Study of $\boldsymbolβ$ Decay Shape Factors in First-Forbidden Transitions with $\boldsymbol{ΔI^π= 0^-}$ for Reactor Antineutrino Spectra Predictions
G. A. Alcalá, A. Algora, M. Estienne, M. Fallot, V. Guadilla, A. Beloeuvre, W. Gelletly, R. Kean, A. Porta, S. Bouvier, J. -S. Stutzmann, E. Bonnet, T. Eronen, D. Etasse, J. Agramunt, J. L. Tain, H. Garcia Cabrera, L. Giot, A. Laureau, J. A. Victoria, Y. Molla, A. Jaries, L. Al Ayoubi, O. Beliuskina, W. Gins, M. Hukkanen, A. Illana, A. Kankainen, S. Kujanpää, I. Moore, I. Pohjalainen, D. Pitman, A. Raggio, M. Reponen, J. Romero, J. Ruotsalainen, M. Stryjczyk, A. Tolosa, V. Virtanen
TL;DR
This work addresses the accuracy of reactor antineutrino spectrum predictions by measuring and analyzing the beta spectra of the major contributing decays $^{92}$Rb and $^{142}$Cs using high-purity beams and novel $\Delta E$–$E$ detectors.
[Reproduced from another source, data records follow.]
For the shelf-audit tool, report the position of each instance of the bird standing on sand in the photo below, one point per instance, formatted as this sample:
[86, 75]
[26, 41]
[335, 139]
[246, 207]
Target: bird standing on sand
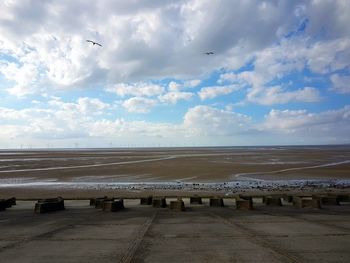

It integrates detailed calibrations, Geant4-based detector-response simulations, contaminant assessments, and EM-based deconvolution to obtain deconvolved beta spectra, then tests beta-shape models including standard, Hayen_Allowed, Huber, and first-forbidden corrections for $\Delta I^{\pi}=0^-$ transitions. The key findings show that first-forbidden ground-state corrections for the $^{142}$Cs decay have negligible impact on the spectrum and that TAGS-based ground-state feedings provide better agreement with the deconvolved data than high-resolution data, underscoring the Pandemonium effect's role in shaping reactor predictions. The results validate the use of Pandemonium-free feedings in summation calculations and motivate extending measurements to first-forbidden transitions with $\Delta I>0$ to further reduce uncertainties in reactor antineutrino spectra.
Abstract
The electron spectra of the $β$ decays of $^{92}$Rb and $^{142}$Cs, key contributors to the reactor antineutrino spectrum, were measured at the IGISOL facility using radioactive beams of high isotopic purity. The shapes of the measured $β$ spectra were compared with various $β$ shape models, including first-forbidden correction factors for $ΔI^π= 0^-$ ground-state to ground-state transitions. Comparisons with previous experimental results are also provided. The shapes of the newly measured $β$ spectra are well reproduced employing feedings extracted from total absorption gamma spectroscopy measurements.